To describe New Jersey native and musical artist David W. Jacobson as a pioneer, an innovator and a visionary in relation to his chosen profession could be considered nothing less than accurate.

Jacobson’s latest musical venture, September’s Shadow, is a semi-collaborative effort titled “Hobson’s Journey.”

The album is divided into two completely separate parts. Tracks 1 through 9 are entitled “Hobson’s Choice.” They are a mix of Jacobson’s original musical offerings, fused together on

four brilliant tracks with the powerful vocal stylings offered up by fellow artists K.T. Wills and Stephanie Seskin.

“I’ve known both K.T. and Stephanie quite a while,” Jacobson said. “They both have phenomenal voices and it’s always great to work with them.”

Tracks 10 through 18 are entitled “The Journey Home From Rexel 4” and they are all uniquely Jacobson. These nine instrumental tracks reflect his incredible writing and musical abilities as an artist.

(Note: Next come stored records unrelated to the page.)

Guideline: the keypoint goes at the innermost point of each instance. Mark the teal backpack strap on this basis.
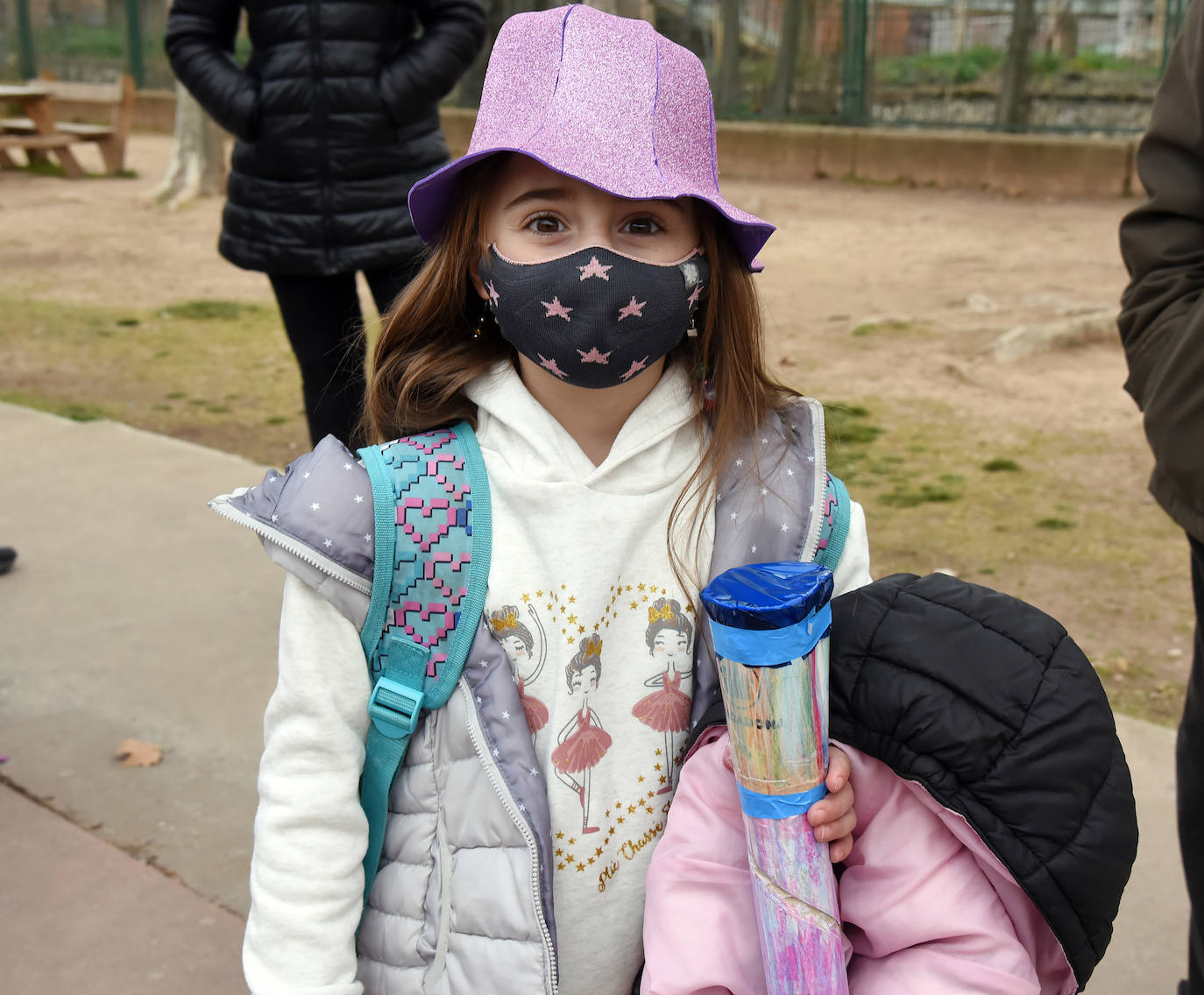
(430, 498)
(834, 527)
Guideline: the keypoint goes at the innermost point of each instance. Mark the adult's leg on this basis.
(322, 321)
(1190, 788)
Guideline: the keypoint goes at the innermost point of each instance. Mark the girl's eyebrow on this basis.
(538, 194)
(560, 194)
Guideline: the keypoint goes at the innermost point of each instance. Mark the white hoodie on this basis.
(579, 553)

As you sample the first half of this incredibly enjoyable musical offering, you are transported into a world reminiscent of the early days of mod culture and retro new wave. It leaves you with impressions of early Depeche Mode and The Cure.

The second track, titled “Reprises,” features vocalist Stephanie Seskin. The track has a very pop, synthy, early ’80s vibe that is impossible to miss. Seskin’s strong yet sultry lyrics blended with Jacobson’s deep baritone back-up is a definite throwback to the very early days of Terry Nunn and Berlin.

“This album is going to appeal to a lot of people,” Jacobson said. “The fact that the ’80s seem to be making quite a resurgence is great, particularly in terms of an audience for this (album).”

While the tracks go in the retro direction, one or two simultaneously move the music toward the direction of a modern impression.

The sixth track, titled “The Cut,” once again features Seskin and her incredible vocal work, although on this track the vibe is taken in another direction.

Seskin’s voice is simultaneously mellow, yet strong and forceful. Her style here is very reflective of an Amy Winehouse-type of vibe.

“A lot of the harmonies that were in the chorus were her idea,” Jacobson said. “She does a lot of funk and jazz infusion. The Amy Winehouse thing definitely works for her.”

The strong and melodic vocals that Wills delivers on

“I Sent The Letter” and “Never Felt Like Home” give Seskin a definite run for her money. Wills performs her duets with Jacobson in flawless fashion, her sweet voice conjuring up memories of an era that she makes easily accessible. Jacobson talked about needing to make contact with both Wills and Seskin. He said he will be in need of their vocal abilities as he is currently working on ideas for his next musical project.

“My next album is going to be another one of my solo acoustic works,” Jacobson explained. “It’s not going to be a September’s Shadow album, but a David W. Jacobson album.”

As far as other collaborations are concerned, Jacobson talked excitedly about whom he would like to work with, if he were given the option. The first thing Jacobson said he would like to do would be to work with one of his all-time favorite producers.

“I would love to bring in Brian Eno and have him produce some of my stuff,” Jacobson said. “That would be really cool.”

Jacobson continued by revealing the top male and top female artist he would like to perform a duet with in the future.

“Well, as for the top female, it would have to be Shirley Manson from Garbage. I think she is just great,” Jacobson said. “I think for the male it would be Bono because U2 is timeless.”

Jacobson spoke of the not-too-distant days, weeks, months and years that lie ahead. Whether he is writing, producing and playing his own eclectic brand of unique and enjoyable sounds, or collaborating with other highly talented artists, Jacobson’s future continues to brighten as he carves a cutting-edge path through the ever-changing musical landscape.

Jacobson chose to elaborate on the obscure nature of which the catch phrase “Hobson’s Journey” originated. He said it came from a failed comic book idea he encountered when he was a young kid. He said the bizarre phrase stuck with him and he eventually decided to put it to some use on this project. Jacobson said the phrase basically translates into something that means “a choice that’s not really a choice at all.” He likened it to someone being able to choose between this and that, and the alternative is there is really no choice.

“It’s like this,” Jacobson said. “You can pretty much go into the water in cement shoes, or I can light you on fire with gasoline.”

The oddly obscure phrase is catchy, likable and memorable. Much like Jacobson’s music, it is sure to stick around, becoming part of the ethereal landscape that is the ever-evolving art form known as music.

In retrospect, “Hobson’s Journey” is an incredible new wave-sounding compilation, simultaneously blending past and present into an enjoyable cacophony of sounds that successfully translates itself into the future.